If you assume each of Heroku's two rounds were for 25% of the company, then 94% -> 70.5% after the A -> 52.9% after the B. (It seems counterintuitive to sell 25% of the company twice but end up with more than 50% of it, but this is because the Series B dilutes the Series A as well as the common.) The premoney valuations implied for the A & the B would be $9MM and $30MM respectively.

The reality would be lower, because this doesn't take into consideration things like option plans. If we assume they created a 10% option pool before the A and then used it all, the dilution looks more like this:

94% -> 84.6% (options) -> 63.4% (A) -> 47.5% (B)

Of course these things can still vary pretty widely. But no one's doing $10MM on $5MM premoney unless something has gone pretty wrong. In that case I'd expect the management team to get topped up with additional options to keep them motivated.

As an aside, the calculation of who made what also assumes that the investors have no pro-rata rights, which is wrong. When a company raises $10MM in a Series B, not all $10MM comes from the Series B investor.


A 33% per-round dilution would be much more sensible (and more common). In the right fundraising environment this might even be 20% or 25%, but 33% is the right default assumption if you have no information.

Another hidden variable is the presence of liquidation preferences for VCs. Some funding agreements allow VC's to "double-dip", ie take their liquidation preference and then also take their full percentage of the leftover amount. However, with YC advising them and with the Heroku founders having a reputation inside YC as being good fundraisers, I think there's no way Heroku's VC's got this.

If you assume no double-dipping, a 33% dilution per round, a YC-average 6% stake in Heroku, and an average amount per YC startup of $20K, YC's share of Heroku is enough to pay for their investment in every YC company ever up until this point, and also all the companies in the next two batches assuming they are the same size as the most recent (and largest ever) batch. Anything they eventually get from Dropbox, AirBnB, etc would be pure profit.
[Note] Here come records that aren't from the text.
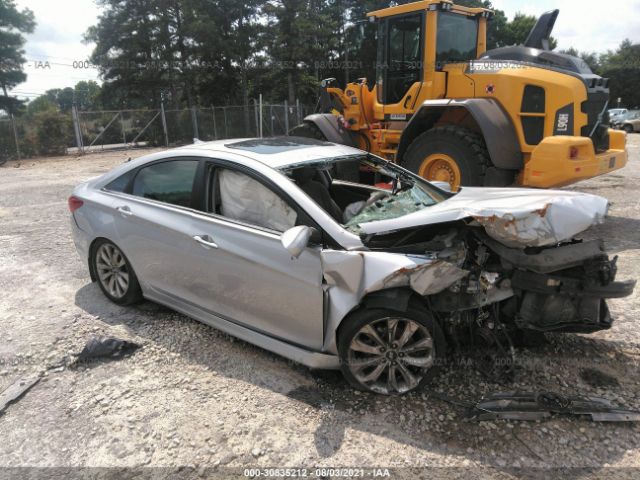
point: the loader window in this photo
(403, 62)
(457, 39)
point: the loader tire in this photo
(449, 154)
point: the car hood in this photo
(516, 217)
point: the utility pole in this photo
(13, 122)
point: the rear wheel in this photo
(116, 277)
(388, 352)
(449, 154)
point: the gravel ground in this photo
(198, 401)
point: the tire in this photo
(431, 153)
(307, 130)
(385, 360)
(114, 274)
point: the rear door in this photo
(153, 217)
(241, 270)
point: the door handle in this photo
(205, 241)
(124, 211)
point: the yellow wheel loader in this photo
(448, 109)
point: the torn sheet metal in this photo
(352, 275)
(513, 216)
(530, 406)
(16, 390)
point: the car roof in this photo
(277, 152)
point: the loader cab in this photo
(416, 41)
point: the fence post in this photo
(215, 128)
(15, 135)
(124, 134)
(226, 129)
(76, 128)
(255, 111)
(260, 113)
(164, 124)
(286, 118)
(271, 119)
(194, 122)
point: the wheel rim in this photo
(112, 270)
(391, 355)
(441, 167)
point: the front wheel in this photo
(449, 154)
(116, 277)
(387, 352)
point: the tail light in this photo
(74, 203)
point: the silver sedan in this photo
(335, 258)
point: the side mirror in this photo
(296, 239)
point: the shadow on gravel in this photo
(419, 420)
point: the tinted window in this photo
(404, 63)
(120, 184)
(457, 38)
(170, 182)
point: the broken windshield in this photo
(358, 189)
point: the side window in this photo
(240, 197)
(120, 183)
(169, 182)
(404, 56)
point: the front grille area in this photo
(593, 107)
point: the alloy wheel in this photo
(112, 270)
(391, 355)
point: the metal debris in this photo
(105, 347)
(16, 390)
(531, 406)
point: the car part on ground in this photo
(15, 391)
(281, 270)
(109, 348)
(534, 406)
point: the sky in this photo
(587, 25)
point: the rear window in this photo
(120, 184)
(169, 182)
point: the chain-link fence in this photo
(53, 133)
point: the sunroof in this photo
(276, 144)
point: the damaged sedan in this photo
(337, 259)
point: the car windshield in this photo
(359, 189)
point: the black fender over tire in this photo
(464, 146)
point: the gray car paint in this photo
(272, 300)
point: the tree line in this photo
(221, 52)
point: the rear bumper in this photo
(550, 165)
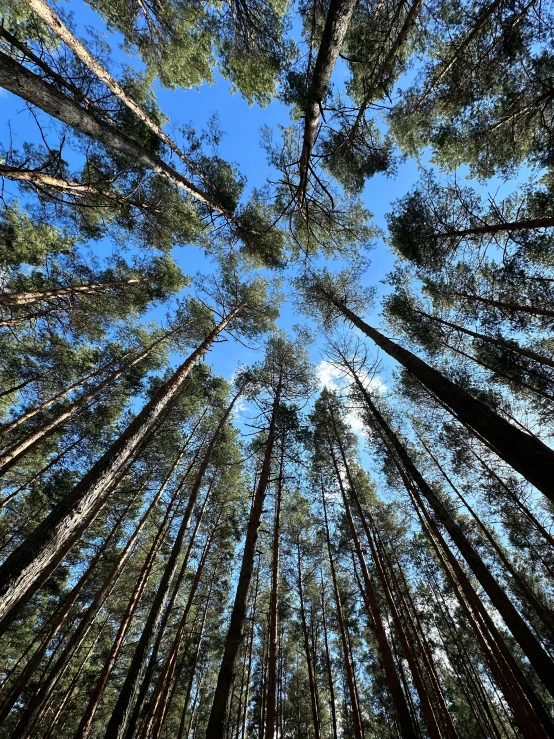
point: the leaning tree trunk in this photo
(377, 82)
(12, 300)
(52, 20)
(407, 729)
(39, 702)
(307, 650)
(32, 88)
(328, 664)
(47, 545)
(59, 617)
(529, 713)
(358, 732)
(540, 660)
(220, 705)
(273, 605)
(527, 455)
(36, 436)
(502, 343)
(334, 31)
(121, 713)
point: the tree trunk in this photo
(40, 180)
(48, 544)
(307, 650)
(40, 700)
(58, 619)
(273, 605)
(519, 629)
(138, 589)
(358, 733)
(528, 456)
(395, 689)
(121, 713)
(512, 307)
(29, 86)
(220, 706)
(81, 52)
(533, 602)
(384, 69)
(164, 678)
(526, 224)
(328, 664)
(36, 436)
(502, 343)
(334, 31)
(38, 296)
(527, 709)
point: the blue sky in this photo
(241, 145)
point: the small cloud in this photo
(332, 378)
(328, 376)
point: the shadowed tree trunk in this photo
(121, 713)
(358, 733)
(527, 455)
(401, 709)
(48, 544)
(307, 649)
(334, 31)
(220, 707)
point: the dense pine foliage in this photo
(346, 531)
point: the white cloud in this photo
(328, 376)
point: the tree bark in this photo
(45, 12)
(527, 455)
(540, 660)
(403, 717)
(377, 81)
(29, 86)
(34, 438)
(122, 712)
(220, 706)
(334, 31)
(47, 545)
(307, 650)
(358, 733)
(274, 604)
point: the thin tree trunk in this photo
(38, 296)
(41, 180)
(395, 689)
(50, 17)
(166, 672)
(122, 712)
(328, 664)
(334, 31)
(342, 630)
(220, 706)
(29, 86)
(274, 605)
(528, 456)
(512, 307)
(384, 69)
(48, 544)
(519, 629)
(39, 701)
(138, 589)
(59, 617)
(502, 343)
(307, 650)
(36, 436)
(541, 609)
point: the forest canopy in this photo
(276, 369)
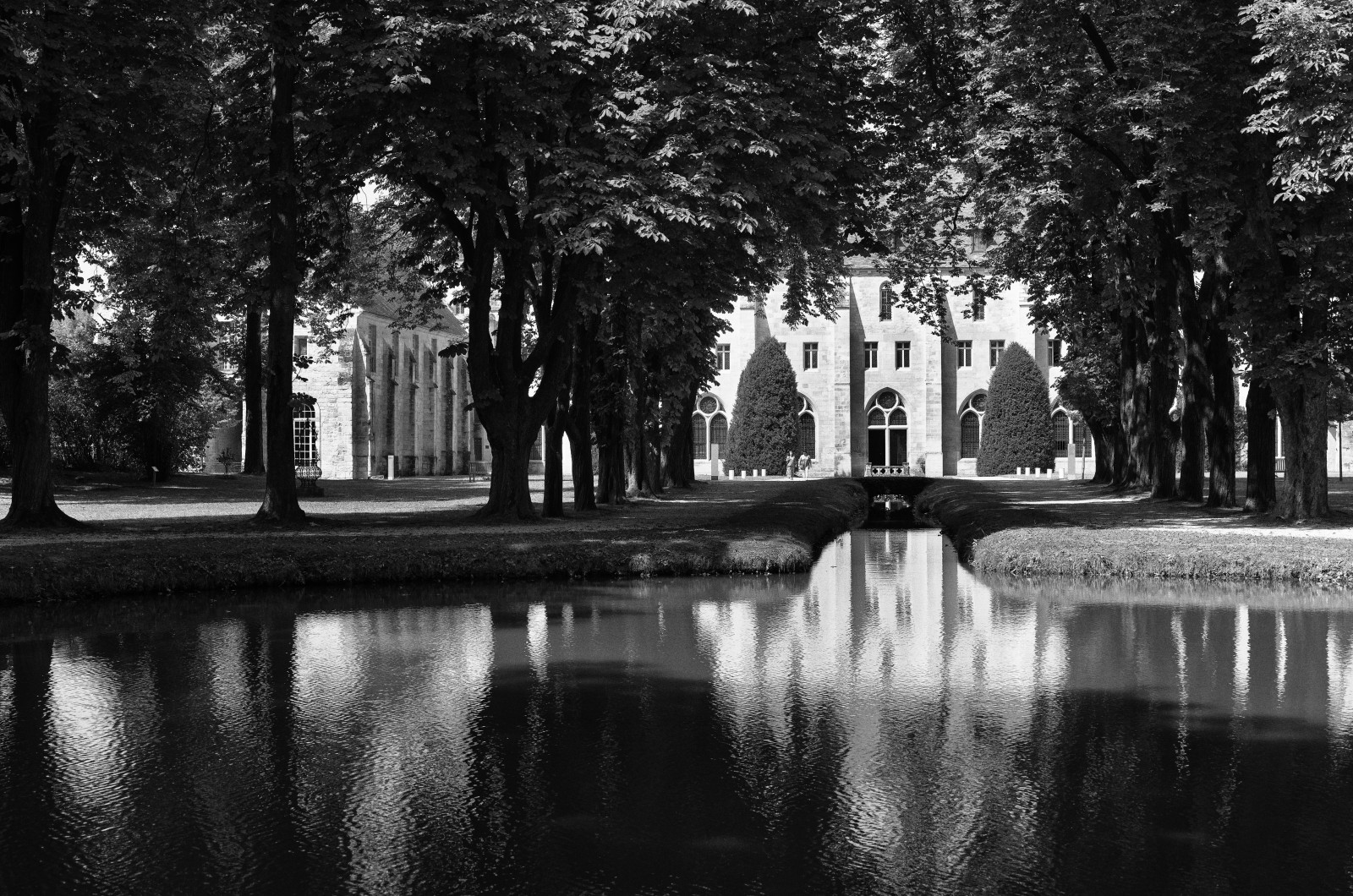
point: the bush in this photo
(1018, 429)
(764, 425)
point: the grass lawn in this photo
(195, 533)
(1028, 527)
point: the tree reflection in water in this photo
(885, 724)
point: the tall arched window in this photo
(709, 427)
(971, 425)
(886, 430)
(304, 432)
(719, 434)
(807, 429)
(1061, 432)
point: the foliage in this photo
(1018, 427)
(764, 427)
(1305, 90)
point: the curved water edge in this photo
(886, 723)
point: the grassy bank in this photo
(1086, 531)
(728, 529)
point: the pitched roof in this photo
(441, 319)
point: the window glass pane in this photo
(896, 447)
(808, 434)
(306, 436)
(969, 434)
(719, 434)
(1060, 432)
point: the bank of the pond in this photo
(1073, 528)
(720, 528)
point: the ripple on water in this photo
(885, 724)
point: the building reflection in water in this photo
(886, 724)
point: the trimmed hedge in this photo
(764, 425)
(1018, 429)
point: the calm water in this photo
(888, 724)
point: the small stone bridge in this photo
(892, 499)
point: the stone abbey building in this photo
(877, 387)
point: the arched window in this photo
(807, 429)
(1082, 440)
(886, 430)
(971, 425)
(709, 427)
(1061, 432)
(304, 432)
(969, 434)
(719, 434)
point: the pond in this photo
(885, 724)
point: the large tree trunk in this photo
(611, 458)
(1127, 468)
(1303, 407)
(1262, 430)
(578, 418)
(252, 364)
(509, 481)
(33, 500)
(1160, 342)
(636, 410)
(1197, 309)
(279, 500)
(680, 466)
(552, 500)
(1221, 425)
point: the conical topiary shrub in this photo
(1018, 428)
(764, 427)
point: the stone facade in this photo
(379, 393)
(863, 358)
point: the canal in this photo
(886, 724)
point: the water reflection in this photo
(886, 724)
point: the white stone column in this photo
(841, 410)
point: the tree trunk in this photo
(509, 481)
(579, 417)
(1303, 407)
(552, 500)
(252, 364)
(33, 499)
(636, 410)
(680, 467)
(1160, 344)
(1127, 470)
(1262, 470)
(611, 459)
(1221, 425)
(1199, 328)
(279, 500)
(1104, 459)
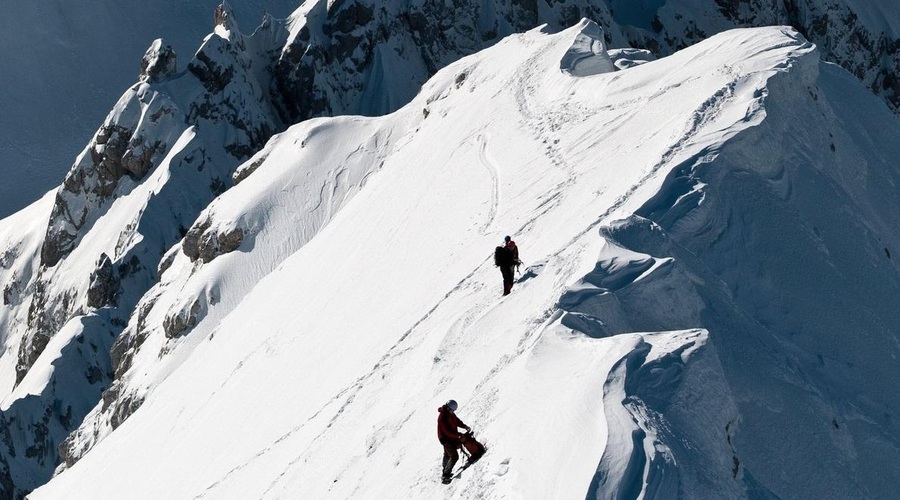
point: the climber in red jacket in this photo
(449, 436)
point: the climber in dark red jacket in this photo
(449, 436)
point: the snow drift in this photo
(706, 309)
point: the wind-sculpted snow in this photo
(166, 150)
(588, 55)
(642, 351)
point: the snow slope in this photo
(64, 64)
(689, 321)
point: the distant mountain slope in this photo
(64, 64)
(91, 319)
(690, 321)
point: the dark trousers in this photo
(508, 275)
(450, 458)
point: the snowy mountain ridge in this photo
(117, 226)
(513, 138)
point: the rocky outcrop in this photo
(104, 284)
(158, 63)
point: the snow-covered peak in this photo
(656, 342)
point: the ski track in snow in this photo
(491, 167)
(541, 121)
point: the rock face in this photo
(157, 160)
(158, 63)
(857, 38)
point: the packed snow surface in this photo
(64, 64)
(625, 361)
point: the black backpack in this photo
(502, 256)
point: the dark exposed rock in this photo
(158, 63)
(191, 244)
(104, 284)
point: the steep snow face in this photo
(655, 344)
(64, 64)
(165, 151)
(860, 35)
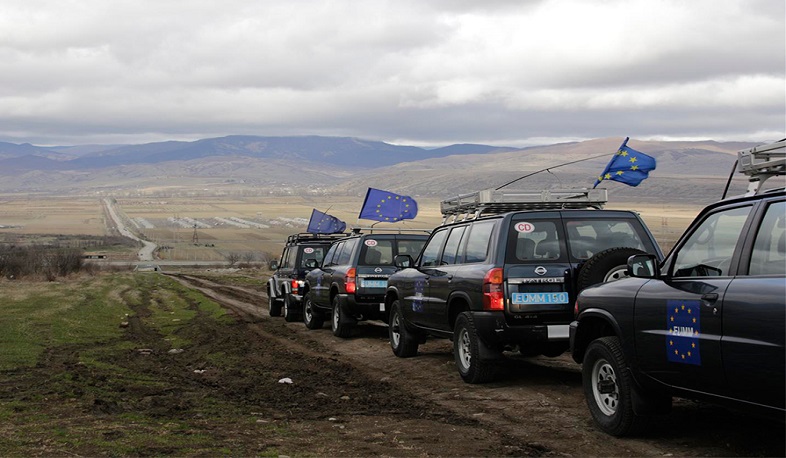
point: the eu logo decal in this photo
(683, 321)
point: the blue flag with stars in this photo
(627, 166)
(683, 321)
(387, 206)
(322, 223)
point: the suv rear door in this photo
(752, 346)
(678, 322)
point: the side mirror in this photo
(403, 261)
(643, 266)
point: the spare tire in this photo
(607, 265)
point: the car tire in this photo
(466, 351)
(605, 266)
(609, 388)
(312, 318)
(290, 313)
(402, 340)
(273, 307)
(340, 323)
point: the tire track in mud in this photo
(538, 403)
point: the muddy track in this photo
(536, 407)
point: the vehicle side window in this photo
(450, 253)
(431, 251)
(345, 256)
(283, 262)
(708, 250)
(769, 248)
(328, 261)
(478, 241)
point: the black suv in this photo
(706, 323)
(508, 281)
(350, 284)
(283, 287)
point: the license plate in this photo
(539, 298)
(375, 283)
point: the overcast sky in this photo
(516, 72)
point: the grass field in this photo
(269, 220)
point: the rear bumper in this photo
(369, 307)
(495, 331)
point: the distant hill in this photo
(347, 166)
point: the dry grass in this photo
(37, 216)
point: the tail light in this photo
(350, 281)
(493, 290)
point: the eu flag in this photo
(627, 166)
(322, 223)
(683, 322)
(387, 206)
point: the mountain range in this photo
(347, 166)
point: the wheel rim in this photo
(607, 401)
(616, 273)
(395, 331)
(464, 350)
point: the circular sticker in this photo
(524, 227)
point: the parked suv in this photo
(283, 287)
(508, 281)
(350, 284)
(707, 323)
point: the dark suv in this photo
(508, 281)
(283, 287)
(350, 284)
(708, 322)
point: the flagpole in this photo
(608, 166)
(549, 168)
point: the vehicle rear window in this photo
(534, 240)
(588, 237)
(380, 252)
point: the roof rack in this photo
(308, 237)
(762, 162)
(492, 201)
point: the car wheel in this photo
(273, 307)
(311, 317)
(403, 342)
(607, 265)
(340, 324)
(290, 314)
(466, 351)
(608, 388)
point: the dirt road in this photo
(536, 408)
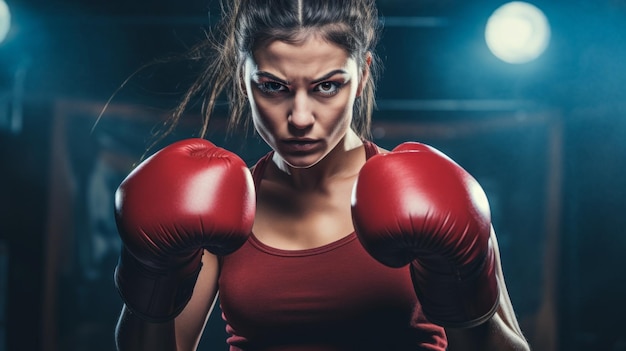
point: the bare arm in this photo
(501, 332)
(181, 334)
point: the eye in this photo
(328, 88)
(271, 87)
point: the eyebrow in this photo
(318, 80)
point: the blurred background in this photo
(543, 131)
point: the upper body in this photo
(305, 88)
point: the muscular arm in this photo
(181, 334)
(501, 332)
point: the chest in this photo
(296, 220)
(266, 292)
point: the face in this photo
(301, 97)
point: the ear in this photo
(364, 74)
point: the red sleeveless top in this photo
(333, 297)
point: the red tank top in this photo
(333, 297)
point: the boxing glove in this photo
(187, 197)
(416, 206)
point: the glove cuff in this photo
(155, 296)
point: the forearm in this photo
(494, 335)
(135, 334)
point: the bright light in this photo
(517, 32)
(5, 20)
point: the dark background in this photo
(546, 139)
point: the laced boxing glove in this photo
(416, 206)
(188, 196)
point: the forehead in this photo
(310, 56)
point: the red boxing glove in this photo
(188, 196)
(415, 205)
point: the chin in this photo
(302, 162)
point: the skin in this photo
(301, 97)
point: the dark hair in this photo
(249, 24)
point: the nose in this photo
(301, 114)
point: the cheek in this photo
(266, 117)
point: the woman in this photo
(279, 244)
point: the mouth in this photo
(300, 144)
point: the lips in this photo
(300, 145)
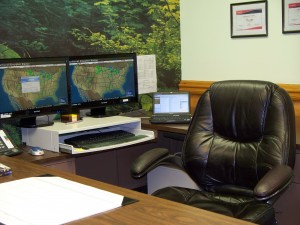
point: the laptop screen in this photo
(171, 102)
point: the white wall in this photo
(209, 53)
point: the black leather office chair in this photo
(239, 149)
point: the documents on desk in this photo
(52, 137)
(52, 200)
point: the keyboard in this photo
(184, 119)
(94, 140)
(11, 152)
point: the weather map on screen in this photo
(94, 80)
(26, 86)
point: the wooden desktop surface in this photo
(148, 209)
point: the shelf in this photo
(52, 137)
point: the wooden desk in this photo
(148, 209)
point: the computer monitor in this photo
(32, 87)
(98, 81)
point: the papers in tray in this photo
(52, 200)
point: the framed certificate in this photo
(249, 19)
(290, 16)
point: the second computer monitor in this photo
(98, 81)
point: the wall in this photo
(209, 53)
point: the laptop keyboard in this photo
(185, 119)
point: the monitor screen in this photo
(103, 80)
(33, 87)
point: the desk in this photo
(148, 209)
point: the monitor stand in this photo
(100, 112)
(32, 122)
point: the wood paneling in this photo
(197, 88)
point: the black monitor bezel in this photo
(103, 103)
(37, 111)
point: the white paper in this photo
(52, 200)
(147, 77)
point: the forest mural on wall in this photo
(38, 28)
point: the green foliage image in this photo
(41, 28)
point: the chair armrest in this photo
(275, 181)
(152, 159)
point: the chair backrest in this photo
(239, 131)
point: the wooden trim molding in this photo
(197, 88)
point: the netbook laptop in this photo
(171, 107)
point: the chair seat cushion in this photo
(240, 207)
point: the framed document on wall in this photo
(249, 19)
(290, 16)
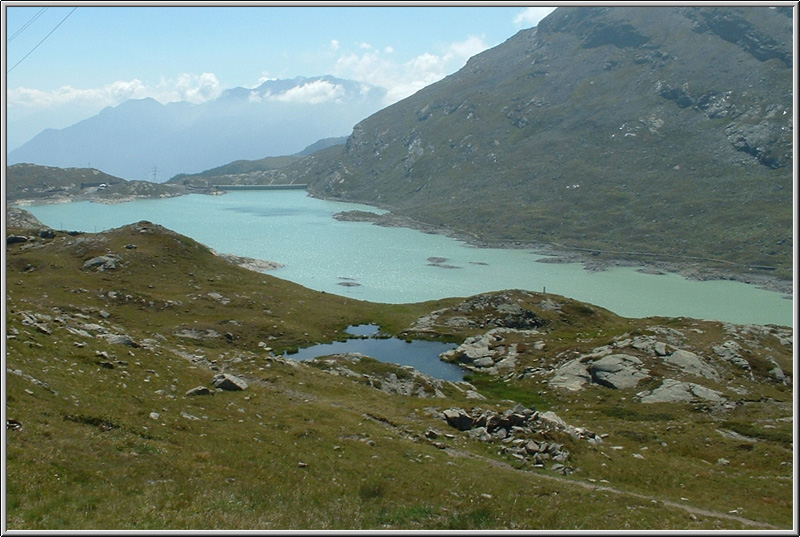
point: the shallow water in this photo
(421, 355)
(398, 265)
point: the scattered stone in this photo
(226, 381)
(103, 262)
(13, 425)
(619, 371)
(674, 391)
(199, 390)
(691, 363)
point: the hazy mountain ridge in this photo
(665, 131)
(31, 183)
(145, 140)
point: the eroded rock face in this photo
(571, 376)
(226, 381)
(674, 391)
(522, 433)
(103, 262)
(489, 352)
(619, 371)
(691, 363)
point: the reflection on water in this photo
(419, 354)
(396, 265)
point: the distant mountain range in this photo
(145, 140)
(647, 132)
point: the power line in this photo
(43, 40)
(24, 26)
That is a problem with the YC model in that they can't (or don't) fill follow-on rounds and are thus diluted.

Most VCs that invest in an A will set aside 3-4x that to invest in later rounds (Fred Wilson wrote a post about this recently)

(ps. your pre values are way too low (the 3 at A was probably on 10) but the point of dilution still applies. They also would have sliced out a 20-30% option pool at A)


Ignition, the lead in the final round, has stated that they made over $50m on the deal, so probably triple that valuation - $10M was on a $25-40m range.

http://www.techflash.com/seattle/2010/12/ignition-backed-her...


> $3M Series A (mid 2008) Assuming a $2M pre-money

> $10M Series B (2010) Assuming a $5M pre-money

I know this was just a thought exercise, but shouldn't their valuation have increased between 2008 and 2010?


Yes, you are right. If we assume an increase of the value of $3M between 2008-2010, then a pre-money of $8M in Series B, then the Heroku share would be 20.9% and pg's 1.3%. pg's multiple is 162x.


s/pg/yc/g


Thanks for the clarification. I was wondering whether PG invests outside of YC if he likes a team more than his cofounders do.